Ce peu de mots avaient été dits d’une voix franche et simple qui toucha le jeune homme et le troubla jusqu’au fond du cœur. Il reprit néanmoins, tout en s’efforçant de sourire :

— Je me connais, voyez-vous, madame. J’accepterais d’aller écouter de bonne musique, parce que j’adore la musique ; l’idée d’entendre causer de Paris, de sa littérature, de sa vie, de sa politique et de ses théâtres, qui sont uniques au monde, est pour mon esprit une attraction immense.

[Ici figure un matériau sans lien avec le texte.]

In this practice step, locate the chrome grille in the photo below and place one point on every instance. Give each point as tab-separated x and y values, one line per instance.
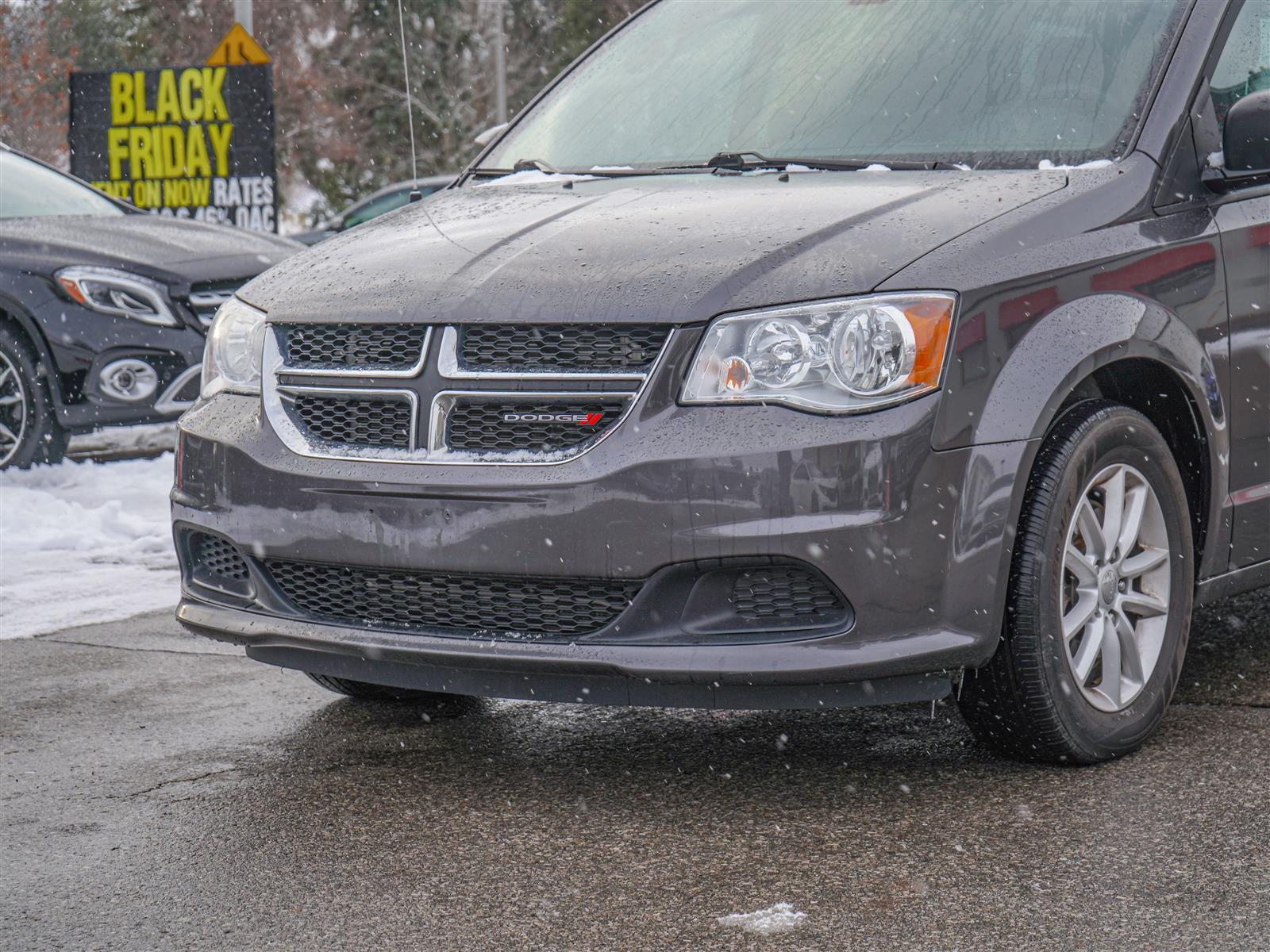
565	348
474	605
366	347
325	395
508	427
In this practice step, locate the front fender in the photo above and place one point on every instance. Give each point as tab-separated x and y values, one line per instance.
1081	336
1071	343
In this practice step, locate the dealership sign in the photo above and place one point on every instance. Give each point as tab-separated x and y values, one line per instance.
187	141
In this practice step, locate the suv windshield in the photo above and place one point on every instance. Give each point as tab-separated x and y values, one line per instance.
996	83
29	190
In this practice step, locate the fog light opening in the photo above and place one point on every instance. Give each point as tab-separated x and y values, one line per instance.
129	380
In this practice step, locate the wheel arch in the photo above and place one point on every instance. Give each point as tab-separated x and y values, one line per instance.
1133	351
16	317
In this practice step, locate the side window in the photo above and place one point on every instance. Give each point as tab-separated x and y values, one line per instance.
1245	63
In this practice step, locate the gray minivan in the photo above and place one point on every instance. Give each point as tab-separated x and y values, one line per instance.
778	355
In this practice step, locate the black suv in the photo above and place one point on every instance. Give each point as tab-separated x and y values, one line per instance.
103	308
778	355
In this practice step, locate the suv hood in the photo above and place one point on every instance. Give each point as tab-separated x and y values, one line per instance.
643	249
171	251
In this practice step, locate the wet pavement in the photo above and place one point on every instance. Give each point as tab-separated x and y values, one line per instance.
163	793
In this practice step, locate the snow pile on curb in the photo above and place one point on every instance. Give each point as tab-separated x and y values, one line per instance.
84	543
766	922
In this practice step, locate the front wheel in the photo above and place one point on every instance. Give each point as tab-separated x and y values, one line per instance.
29	432
1099	601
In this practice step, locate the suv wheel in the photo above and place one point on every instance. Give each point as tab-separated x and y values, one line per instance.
433	704
29	432
1099	601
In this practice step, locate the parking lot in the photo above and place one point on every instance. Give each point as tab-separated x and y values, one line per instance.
163	793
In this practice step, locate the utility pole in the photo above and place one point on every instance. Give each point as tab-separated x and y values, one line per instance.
499	63
243	14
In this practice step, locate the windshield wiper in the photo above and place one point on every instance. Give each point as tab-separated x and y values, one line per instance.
749	160
548	169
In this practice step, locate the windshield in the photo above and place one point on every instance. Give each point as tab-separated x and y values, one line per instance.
996	83
29	190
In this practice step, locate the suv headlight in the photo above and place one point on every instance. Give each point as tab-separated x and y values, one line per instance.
122	294
846	355
235	346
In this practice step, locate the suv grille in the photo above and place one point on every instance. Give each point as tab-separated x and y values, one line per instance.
206	298
567	348
371	347
355	420
781	593
479	605
511	427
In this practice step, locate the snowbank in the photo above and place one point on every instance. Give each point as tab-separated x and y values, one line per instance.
84	543
766	922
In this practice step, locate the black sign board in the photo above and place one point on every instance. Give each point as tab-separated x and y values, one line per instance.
188	141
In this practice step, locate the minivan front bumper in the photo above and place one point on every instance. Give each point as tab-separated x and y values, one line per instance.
914	539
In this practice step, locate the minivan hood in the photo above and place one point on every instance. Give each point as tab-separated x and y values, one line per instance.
168	249
641	249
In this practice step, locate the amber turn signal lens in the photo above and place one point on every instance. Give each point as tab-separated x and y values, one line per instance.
931	321
73	289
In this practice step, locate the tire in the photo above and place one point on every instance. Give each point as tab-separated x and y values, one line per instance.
431	702
29	432
1041	697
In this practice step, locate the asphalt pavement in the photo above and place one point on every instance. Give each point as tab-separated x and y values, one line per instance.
162	793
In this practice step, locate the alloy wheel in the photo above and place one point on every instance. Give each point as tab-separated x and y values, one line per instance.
13	410
1115	588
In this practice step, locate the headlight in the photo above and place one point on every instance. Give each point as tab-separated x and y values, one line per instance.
121	294
857	353
235	346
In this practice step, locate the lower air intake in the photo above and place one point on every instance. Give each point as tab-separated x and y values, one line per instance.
502	606
781	592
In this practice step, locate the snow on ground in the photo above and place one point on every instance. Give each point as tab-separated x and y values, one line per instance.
766	922
84	543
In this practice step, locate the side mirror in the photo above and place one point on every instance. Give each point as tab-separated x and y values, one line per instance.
488	135
1246	141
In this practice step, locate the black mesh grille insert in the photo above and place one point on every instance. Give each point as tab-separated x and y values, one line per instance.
562	347
348	346
526	607
487	427
216	558
355	420
781	592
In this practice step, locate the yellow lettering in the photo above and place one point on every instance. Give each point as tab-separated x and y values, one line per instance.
141	154
171	152
167	108
196	152
144	116
190	82
221	133
121	99
117	148
214	101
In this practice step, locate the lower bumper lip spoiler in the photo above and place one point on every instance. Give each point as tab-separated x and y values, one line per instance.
611	674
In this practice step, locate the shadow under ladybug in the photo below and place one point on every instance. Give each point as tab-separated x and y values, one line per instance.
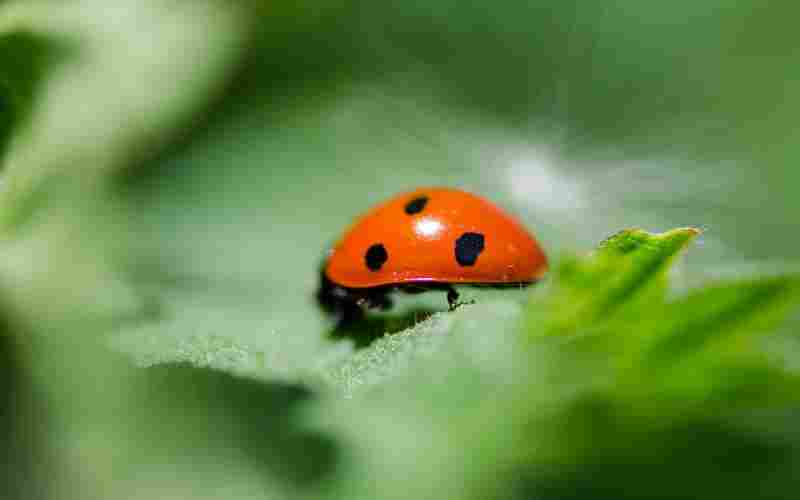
348	305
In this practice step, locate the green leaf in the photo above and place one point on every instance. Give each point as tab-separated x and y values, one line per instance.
591	290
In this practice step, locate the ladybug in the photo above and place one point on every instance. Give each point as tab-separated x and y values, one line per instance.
427	239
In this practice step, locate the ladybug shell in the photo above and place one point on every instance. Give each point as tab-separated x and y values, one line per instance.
435	235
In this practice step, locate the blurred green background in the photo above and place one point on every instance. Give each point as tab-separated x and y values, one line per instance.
174	170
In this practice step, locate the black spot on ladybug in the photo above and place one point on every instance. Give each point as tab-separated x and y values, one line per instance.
376	256
468	247
416	205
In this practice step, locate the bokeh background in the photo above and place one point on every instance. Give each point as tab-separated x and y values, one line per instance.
174	170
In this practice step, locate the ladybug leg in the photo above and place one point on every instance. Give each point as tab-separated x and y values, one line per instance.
378	299
452	298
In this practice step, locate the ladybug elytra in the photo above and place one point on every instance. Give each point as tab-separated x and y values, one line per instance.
427	239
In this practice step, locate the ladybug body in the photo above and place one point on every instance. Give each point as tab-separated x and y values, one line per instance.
427	239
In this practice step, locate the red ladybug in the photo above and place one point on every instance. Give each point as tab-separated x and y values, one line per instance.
427	239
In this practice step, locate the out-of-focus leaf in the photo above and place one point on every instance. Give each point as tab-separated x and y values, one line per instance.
576	409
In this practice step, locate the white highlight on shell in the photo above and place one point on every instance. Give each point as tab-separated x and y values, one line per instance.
428	227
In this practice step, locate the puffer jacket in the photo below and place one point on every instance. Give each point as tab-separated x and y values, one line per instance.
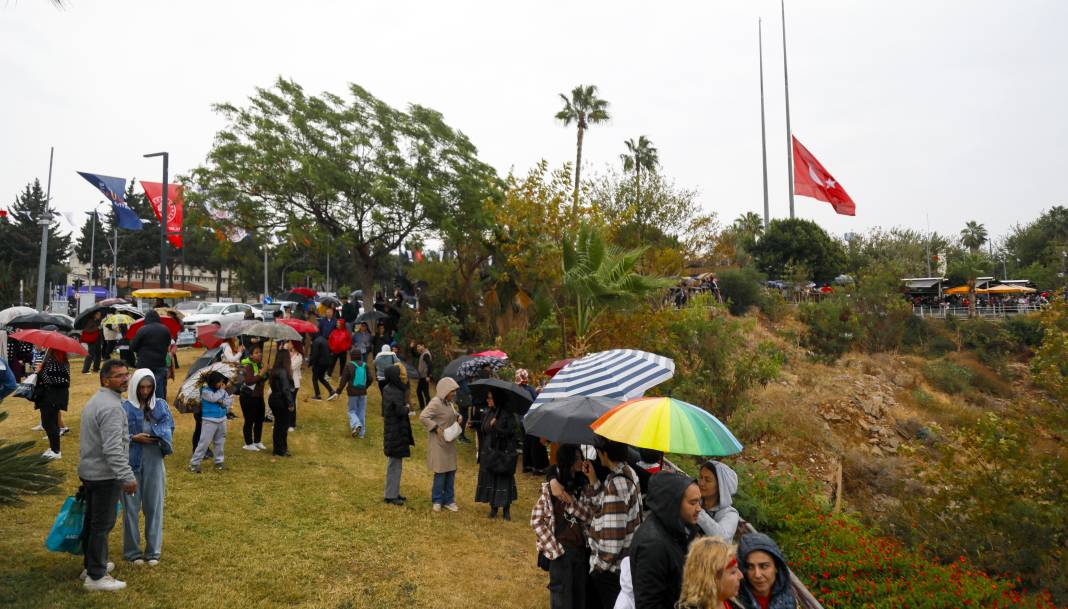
658	551
396	426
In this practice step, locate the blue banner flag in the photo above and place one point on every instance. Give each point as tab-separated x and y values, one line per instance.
113	188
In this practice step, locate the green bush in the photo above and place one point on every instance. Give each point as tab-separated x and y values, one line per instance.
831	328
741	289
947	376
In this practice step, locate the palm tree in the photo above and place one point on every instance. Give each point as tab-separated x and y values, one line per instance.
584	109
973	236
598	276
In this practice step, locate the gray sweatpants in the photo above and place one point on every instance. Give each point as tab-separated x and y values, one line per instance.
213	431
393	469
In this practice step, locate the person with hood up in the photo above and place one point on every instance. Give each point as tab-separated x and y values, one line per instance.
438	416
151	435
383	360
767	582
396	430
718	483
151	344
658	551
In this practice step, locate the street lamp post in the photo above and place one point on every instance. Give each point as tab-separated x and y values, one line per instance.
162	219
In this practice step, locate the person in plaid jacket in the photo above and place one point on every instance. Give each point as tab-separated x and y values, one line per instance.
560	526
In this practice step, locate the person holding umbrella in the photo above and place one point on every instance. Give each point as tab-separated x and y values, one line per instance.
497	459
91	336
51	396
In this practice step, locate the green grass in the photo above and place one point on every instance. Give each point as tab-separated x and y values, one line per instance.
307	531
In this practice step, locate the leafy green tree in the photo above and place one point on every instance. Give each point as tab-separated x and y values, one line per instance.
973	235
596	276
640	155
796	243
352	168
20	245
583	108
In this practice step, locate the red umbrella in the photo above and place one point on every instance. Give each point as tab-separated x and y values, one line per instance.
491	353
300	325
173	325
51	340
205	336
556	367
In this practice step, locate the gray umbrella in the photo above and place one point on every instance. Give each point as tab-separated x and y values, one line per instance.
566	420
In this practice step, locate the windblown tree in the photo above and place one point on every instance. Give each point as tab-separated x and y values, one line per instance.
973	236
352	168
583	108
640	156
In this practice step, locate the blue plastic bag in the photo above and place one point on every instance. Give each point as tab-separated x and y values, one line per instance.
65	535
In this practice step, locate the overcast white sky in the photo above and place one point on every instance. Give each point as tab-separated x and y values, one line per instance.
953	109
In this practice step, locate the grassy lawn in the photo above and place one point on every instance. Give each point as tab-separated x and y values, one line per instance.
307	531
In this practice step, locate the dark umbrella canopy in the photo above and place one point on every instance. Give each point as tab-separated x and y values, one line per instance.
567	420
453	369
507	395
41	319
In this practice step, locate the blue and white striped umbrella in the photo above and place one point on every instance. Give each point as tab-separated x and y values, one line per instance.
623	374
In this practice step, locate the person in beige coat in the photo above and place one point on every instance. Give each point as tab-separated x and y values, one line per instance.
438	416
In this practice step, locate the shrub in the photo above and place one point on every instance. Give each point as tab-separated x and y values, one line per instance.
845	565
831	328
947	376
741	289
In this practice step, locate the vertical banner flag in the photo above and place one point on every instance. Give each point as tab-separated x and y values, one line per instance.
113	188
812	180
155	192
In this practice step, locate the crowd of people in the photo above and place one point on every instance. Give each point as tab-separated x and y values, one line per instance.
614	527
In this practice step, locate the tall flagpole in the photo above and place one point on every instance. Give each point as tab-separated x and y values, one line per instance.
789	133
764	135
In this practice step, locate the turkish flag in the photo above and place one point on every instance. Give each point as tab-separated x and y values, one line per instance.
155	192
812	180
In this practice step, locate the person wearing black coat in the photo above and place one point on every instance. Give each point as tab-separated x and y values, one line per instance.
396	430
497	459
658	550
151	344
322	360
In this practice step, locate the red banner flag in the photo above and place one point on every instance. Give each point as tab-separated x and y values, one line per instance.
812	180
155	192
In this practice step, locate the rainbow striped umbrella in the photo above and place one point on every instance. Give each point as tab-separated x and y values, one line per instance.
666	424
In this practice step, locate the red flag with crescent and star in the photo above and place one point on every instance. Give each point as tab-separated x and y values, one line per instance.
812	180
155	192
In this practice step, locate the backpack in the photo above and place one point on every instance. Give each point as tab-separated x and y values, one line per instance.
359	376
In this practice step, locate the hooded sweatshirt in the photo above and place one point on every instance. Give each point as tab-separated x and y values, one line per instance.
157	421
658	552
721	520
152	343
782	594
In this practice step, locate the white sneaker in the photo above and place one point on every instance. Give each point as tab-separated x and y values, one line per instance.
106	583
110	567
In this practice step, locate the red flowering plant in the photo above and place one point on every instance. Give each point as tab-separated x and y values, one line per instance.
845	565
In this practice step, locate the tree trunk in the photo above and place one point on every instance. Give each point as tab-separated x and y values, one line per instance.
578	172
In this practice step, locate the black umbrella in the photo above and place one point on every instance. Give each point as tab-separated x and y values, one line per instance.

Aussi, si je n’écoutais que mon désir actuel, je vous dirais : — Mille fois merci, madame, et je m’empresserais de profiter de la permission que vous m’octroyez si gracieusement.

Mais, entre le désir et la mise à exécution de ce désir, il y a une habitude quotidienne, invétérée, qui serait une insurmontable entrave : chaque matin, je me promettrais très sincèrement à moi-même d’aller chez vous ; mais je sens que, tout en rêvant musique, causerie, je prendrais le chemin de la montagne.

À la longue, j’aurais tant rêvé causerie et musique, que je me figurerais n’être pas un grossier personnage, et n’avoir pas omis de me rendre à une invitation que vous auriez été assez bonne pour m’avoir adressée.

— Vous avez tort, monsieur Étienne, répondit Mme Malsauge à demi-voix. Il n’est pas bon, à votre âge, de vivre toujours seul.

Le regard de la jeune femme après avoir été tour à tour gracieux, caressant, plein de charme et de coquetterie était devenu sérieux, presque grave.